6 - Considerações finais

Ao longo deste artigo, discute sobre como as práticas alimentares dentro do Anime Friends poderiam configurar as identidades dos otakus que participam do evento. Apesar de certos costumes permanecerem sendo importantes para alguns dos fãs, nota-se uma mudança de comportamento. Provavelmente, seja por conta de diferentes gerações, uma das hipóteses da minha pesquisa de mestrado. Ou também, por conta das diferentes construções de narrativas das identidades. Renato Ortiz (2000) diz algo que ajuda a refletir sobre as questões debatidas até aqui: A desterritorialização e a reterritorialização das culturas comprometem sua validade teórica, elas perdem a pouca força explicativa que ainda possuíam. O imaginário coletivo “internacional-popular” nada tem de ocidental ou de oriental, de norte-americano ou de nipônico, as formas/representações que o compõem (Madonna, Asterix, Doraemon, karaokê) perderam sua cor local. (ORTIZ, 2000, p. 184)

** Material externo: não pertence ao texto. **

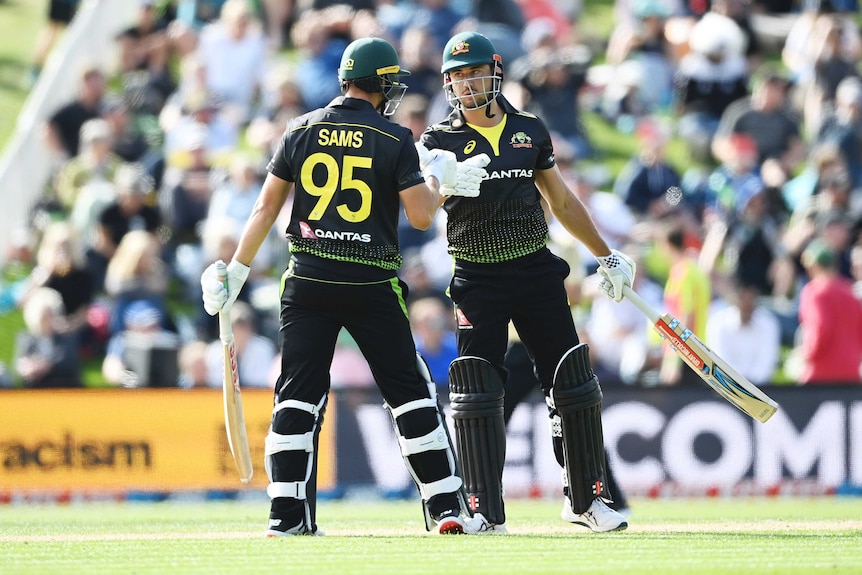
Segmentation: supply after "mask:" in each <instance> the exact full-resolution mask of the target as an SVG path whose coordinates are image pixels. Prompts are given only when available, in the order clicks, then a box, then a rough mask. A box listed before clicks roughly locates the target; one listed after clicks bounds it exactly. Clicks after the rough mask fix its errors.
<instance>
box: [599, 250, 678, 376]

Apesar desse pessimismo, acredito que não se trata de uma perda cultural, mas de novas formas de lidar. Desta forma, percebo que as configurações individuais são resultado das tensões dentro do fandom e por conta das novas organizações mercadológicas, na busca da atração de uma maior diversidade de público (TRAVANCAS, 2016). O uso do hashi não é um consenso entre os fãs, pois depende de qual grupo em que você está inserido. Os fãs de uma geração anterior veem a necessidade do uso, outros percebem que o uso não é obrigatório. São processos de ressignificação que passam por diversos campos. Porém, trata-se de um recorte que realizo neste artigo. As expressões podem dar um significado e sentido, mas são construções, como a própria vida.